Whatever the origin, both Indigenous civilizations thought of chocolate as a sacred drink.
The Maya, for instance, praised it as the drink of the gods — it was regarded not only as a culinary pleasure but also as a ceremonial beverage. Babies were anointed with chocolate, and people used it as a celebratory drink to mark weddings, coronations and the forging of diplomatic alliances.
Later, the Mexica would use chocolate as an invigorating beverage for warriors. Spanish conquistador Bernal Díaz del Castillo wrote that Emperor Moctezuma’s personal guards drank 2,000 cups of chocolate every day “with foam.” Moctezuma himself drank some 50 cups of chocolate daily, and Spanish Conquistador Hernán Cortés adopted the habit to sustain his soldiers during battle at times when they had no other food.
While the beverage wasn’t sweet, it was considered a delicious drink exclusively for society’s elite. They drank it as a hot beverage in the winter months and as a cold drink in the summer. It had a bitter flavor and was spiced with chile, flowers and vanilla. Women would pour the chocolate from high above the cup to create a foamy effect.
Chocolate was also preferred over the fermented spirit pulque as it didn’t have any alcohol; the Mexica culture highly condemned drunkenness.
After the Spanish arrived, they transformed the beverage into the sweet treat that we know today by adding sugar, almonds and cinnamon and by removing all other spices except for the vanilla, our next stellar ingredient.
Vanilla has become the most common flavor around the world. In its natural form, it can be almost as expensive as saffron, the world’s most pricey spice.
Originally from the jungle highlands of the north-central state of Veracruz, the orchid that produces vanilla was first domesticated by the Totonaca people of Papantla. When the Mexica conquered the Totonacs in 1427, they discovered the vanilla pods and started using them medicinally and as flavoring for their food.
In the Totonaca language, vanilla was known as xahanat (shaHanat), which means “black flower.” When the Spanish conquistadors arrived in Mexico and discovered the orchid, they called it vainilla, which means “little pod.”
Vanilla became so popular in the world that people tried to bring it to other countries, but the vanilla orchid could only grow here because the Melipona bee, responsible for its pollination, only lived in eastern Mexico.
As a result, Mexico was the only producer of vanilla worldwide until 1841, when French botanist Edmond Albius discovered manual pollination.
Despite the orchid originating in Mexico, Madagascar is currently the world’s top producer of vanilla. Other producing countries include, of course, Mexico, as well as Tahiti, Uganda and Indonesia.
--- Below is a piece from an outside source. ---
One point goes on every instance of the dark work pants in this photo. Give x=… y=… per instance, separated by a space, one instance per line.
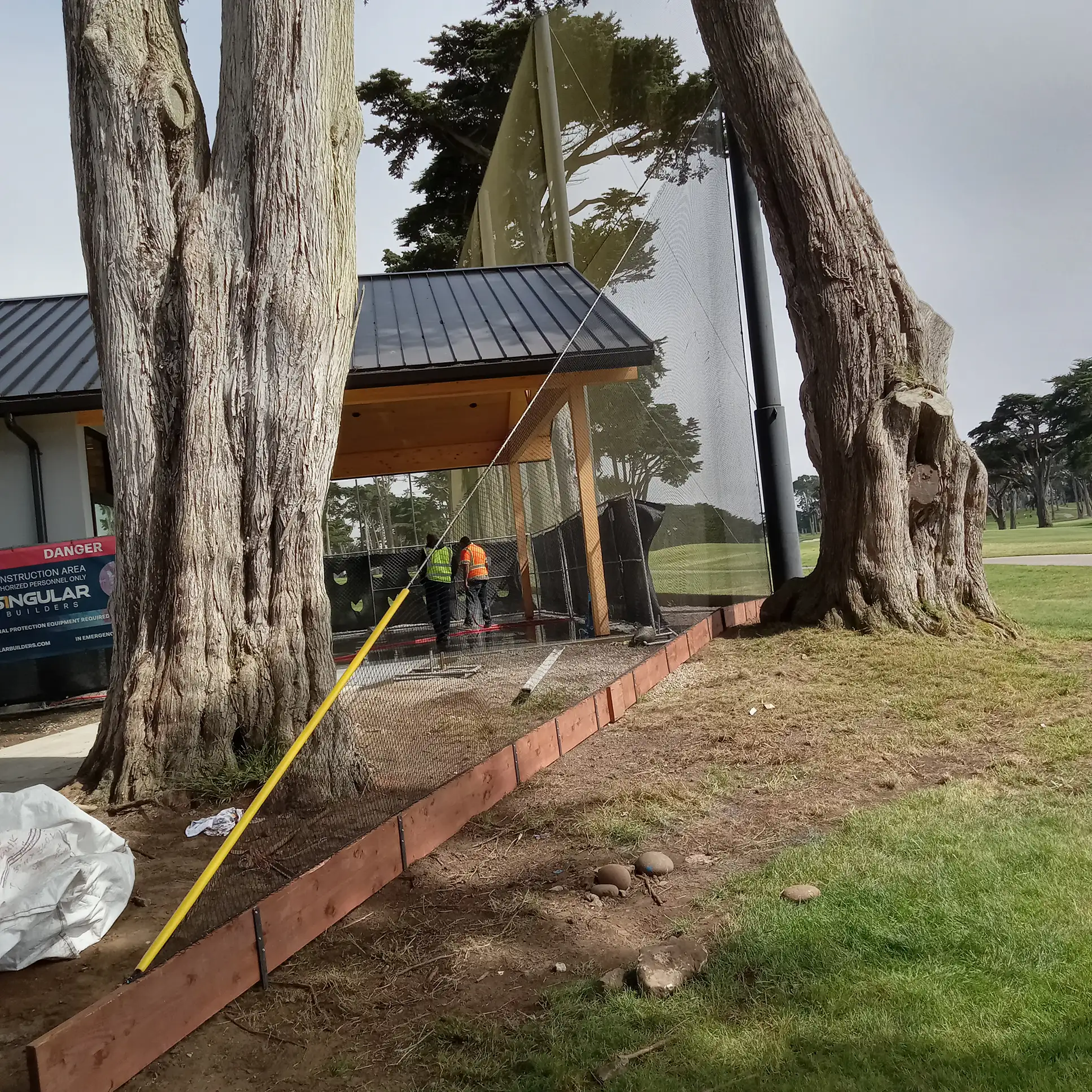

Unmistakably Mexican, the avocado is a fruit (yes, technically it is a fruit not a veggie) loved across the world and has managed its way into even the most traditional of foreign cuisines. In India, people make curried avocado. Ethiopians mix avocado with papaya, mango and mint to create a refreshing beverage in the hot summer months, and in the Philippines, people mix avocado with sweetened condensed milk and ice to eat it as ice cream.
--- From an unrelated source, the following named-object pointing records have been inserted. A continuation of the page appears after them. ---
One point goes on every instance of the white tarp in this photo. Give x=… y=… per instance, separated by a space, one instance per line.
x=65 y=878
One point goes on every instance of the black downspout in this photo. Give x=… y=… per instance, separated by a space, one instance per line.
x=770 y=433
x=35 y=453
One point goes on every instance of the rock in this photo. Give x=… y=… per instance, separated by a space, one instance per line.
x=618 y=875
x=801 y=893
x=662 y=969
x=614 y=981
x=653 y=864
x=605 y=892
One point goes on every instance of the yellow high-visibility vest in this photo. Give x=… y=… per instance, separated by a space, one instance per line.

As with most of the produce listed in this story, the name avocado comes from the Náhuatl: the word ahuacatl means “tree testicles.” The Mexica thought the avocado had aphrodisiac properties and that it promoted fertility in both men and women.
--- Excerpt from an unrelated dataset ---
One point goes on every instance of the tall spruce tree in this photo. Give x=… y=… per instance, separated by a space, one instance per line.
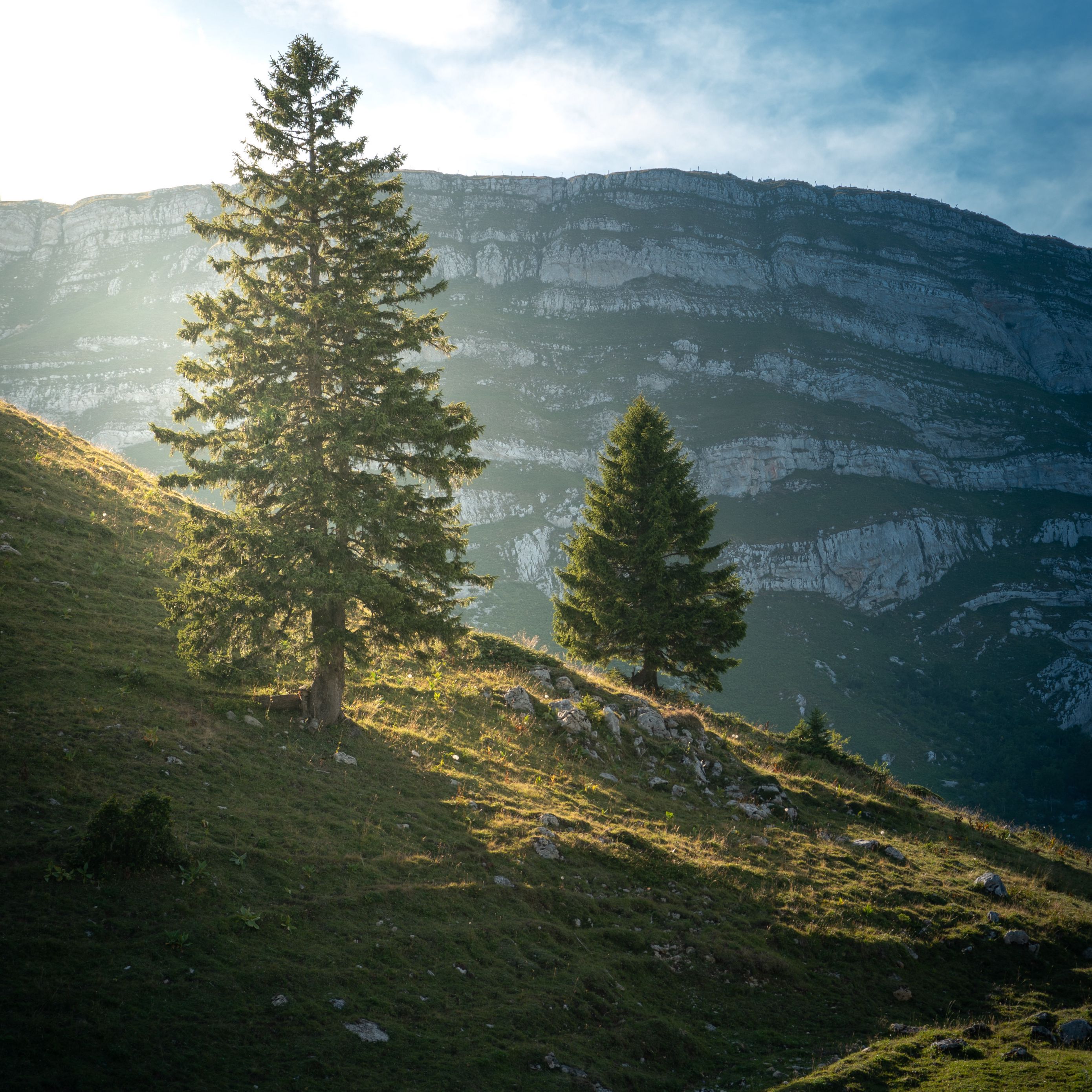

Puebla, in the central Mexico highlands, is believed to be the motherland of the avocado. There, researchers have found vestiges of the fruit that can be traced back to over 10,000 years. Experts also believe that Mesoamerican tribes first domesticated the avocado tree (Persea americana) 5,000 years ago, which would make the cultivation of avocados as old as the invention of the wheel.
Perhaps due to its creamy and delicious flavor, the avocado was highly regarded by Mesoamerican cultures. The 14th month of the Mayan calendar (K’ank’in) is even represented by the glyph for an avocado.
In Mexico, avocados are traditionally used for savory dishes, mainly in the form of guacamole. But thanks to globalization, Mexicans have learned that it can also satisfy a sweet tooth.